What the film is best known for is the rebirth of Derek in the final confrontation. This one scene, and one shot in particular in the scene, is the definition of Bad Taste. Derek finally arrives at the house, which is actually the spacecraft, with a chainsaw. He chainsaws his way in to the house while Ozzy and Frank are killing all the other aliens. Derek joins in the fight using his chainsaw and finally gets the idea to replace his lost brain matter with that of a dead alien. When his partners can't stop Lord Crumb from starting his spacecraft (house) and flying off into outer space, Derek realizes it is all up to him. He lures Lord Crumb out of the cockpit and waits until he is in the right place. Derek then uses his chainsaw to drill a hole in the floor above Crumb and then leaps down head first with the chainsaw, slicing through Crumb's head. He follows the path of the chainsaw and ends up coming out through Crumb's crotch, mimicking a birth canal. When he finally makes his way through, he looks to the camera and states "I've been born again!"
It is ridiculous. It is gore that goes so far over-the-top there is no looking back. It is brilliant fun. It is also a jaw dropping end to an impressive film debut.
It took four years to complete shooting Bad Taste. The movie had to be changed and changed again to overcome numerous obstacles. Actors dropped out and actors returned but Peter Jackson never lost sight of the prize at the end of his journey. The first screening for the film was at the Cannes Film Festival in 1988 and received a strong reception making every penny the Commission pumped into it worth it. It played sold out shows at the Wellington Film Festival with the cast and crew in attendance. Peter Jackson was able to watch as people laughed, shrieked and applauded his years of hard work.
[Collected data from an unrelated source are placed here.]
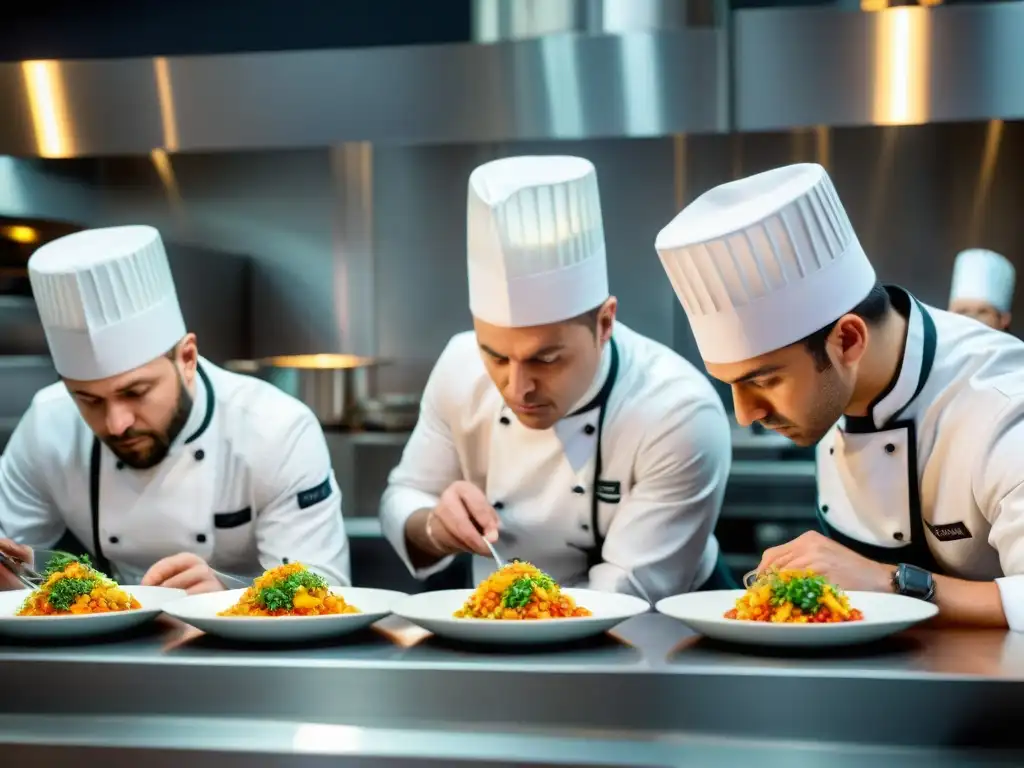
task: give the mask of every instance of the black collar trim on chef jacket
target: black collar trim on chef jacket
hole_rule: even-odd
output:
[[[203,366],[197,365],[196,372],[199,374],[200,380],[203,382],[203,387],[206,389],[206,413],[203,414],[203,421],[199,425],[199,429],[193,432],[185,439],[185,445],[195,442],[199,437],[207,430],[210,426],[210,422],[213,421],[213,383],[210,381],[210,377],[206,375],[206,371],[203,370]]]
[[[938,332],[935,329],[935,320],[932,319],[928,309],[914,298],[911,293],[898,286],[886,286],[890,298],[892,299],[893,306],[896,310],[907,318],[907,339],[904,342],[903,356],[900,358],[900,363],[896,368],[896,373],[892,377],[888,386],[882,390],[881,393],[871,402],[868,407],[867,416],[847,416],[845,418],[845,425],[843,431],[850,434],[867,434],[870,432],[882,432],[892,428],[892,425],[899,420],[900,416],[910,407],[910,404],[917,399],[917,396],[921,394],[921,390],[924,389],[925,384],[928,382],[928,376],[931,374],[932,366],[935,363],[935,350],[938,342]],[[884,423],[878,424],[875,422],[875,408],[881,403],[886,397],[888,397],[893,389],[897,386],[900,381],[900,377],[903,375],[903,364],[907,359],[909,350],[906,345],[916,343],[911,337],[910,320],[914,315],[914,309],[916,308],[921,318],[921,367],[917,379],[917,387],[910,398],[900,408],[887,419]]]
[[[206,412],[203,414],[203,421],[199,425],[199,429],[189,435],[185,440],[185,445],[197,440],[210,426],[210,422],[213,421],[213,407],[216,399],[213,393],[213,383],[210,381],[210,377],[206,375],[206,371],[203,370],[203,366],[197,365],[196,371],[199,373],[199,378],[203,382],[203,387],[206,391]],[[94,565],[101,573],[112,576],[110,561],[103,554],[103,543],[100,540],[100,464],[103,460],[102,452],[102,443],[98,437],[93,437],[92,454],[89,460],[89,511],[92,518],[92,552],[93,560],[95,561]]]

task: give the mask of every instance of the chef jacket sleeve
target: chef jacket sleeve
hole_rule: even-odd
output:
[[[60,540],[66,526],[46,480],[47,472],[59,469],[56,457],[44,452],[43,429],[33,404],[0,456],[0,537],[45,548]]]
[[[444,415],[453,397],[453,382],[458,381],[455,368],[456,350],[449,343],[427,380],[419,419],[402,452],[402,460],[388,476],[388,487],[380,501],[384,536],[417,579],[443,571],[454,560],[449,556],[426,568],[416,568],[409,558],[405,524],[417,510],[437,506],[445,489],[463,479],[455,441]]]
[[[970,444],[970,443],[968,443]],[[982,443],[984,445],[984,443]],[[988,450],[978,451],[973,491],[992,526],[989,544],[999,553],[1003,577],[996,579],[1011,630],[1024,632],[1024,404],[998,420]]]
[[[732,463],[729,422],[717,398],[660,416],[648,427],[628,499],[612,518],[603,562],[590,569],[591,588],[652,603],[699,586]]]
[[[301,562],[338,586],[352,583],[341,489],[311,411],[266,439],[253,467],[256,545],[265,569]]]

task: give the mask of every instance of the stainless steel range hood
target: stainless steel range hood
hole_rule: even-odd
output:
[[[727,130],[723,30],[649,26],[490,44],[3,64],[0,154]]]
[[[1024,117],[1024,4],[477,0],[473,42],[0,64],[0,154],[491,143]]]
It was just the start of the amazing career for the director who went on to make the disgustingly hilarious Muppet-like movie Meet the Feebles, the fantastic Braindead and the intelligent and gorgeous film Heavenly Creatures. Hollywood finally took notice and he got his chance to make a movie with American stars called The Frighteners before setting out on his amazing journey to recreate The Lord of the Rings. Peter Jackson, a man who began making movies that Troma would be impressed with reached the top of the ladder and created one of the most successful film franchises of all time. Not bad for a kid from a small town in New Zealand who started out with nothing more than a Super 8 and a dream.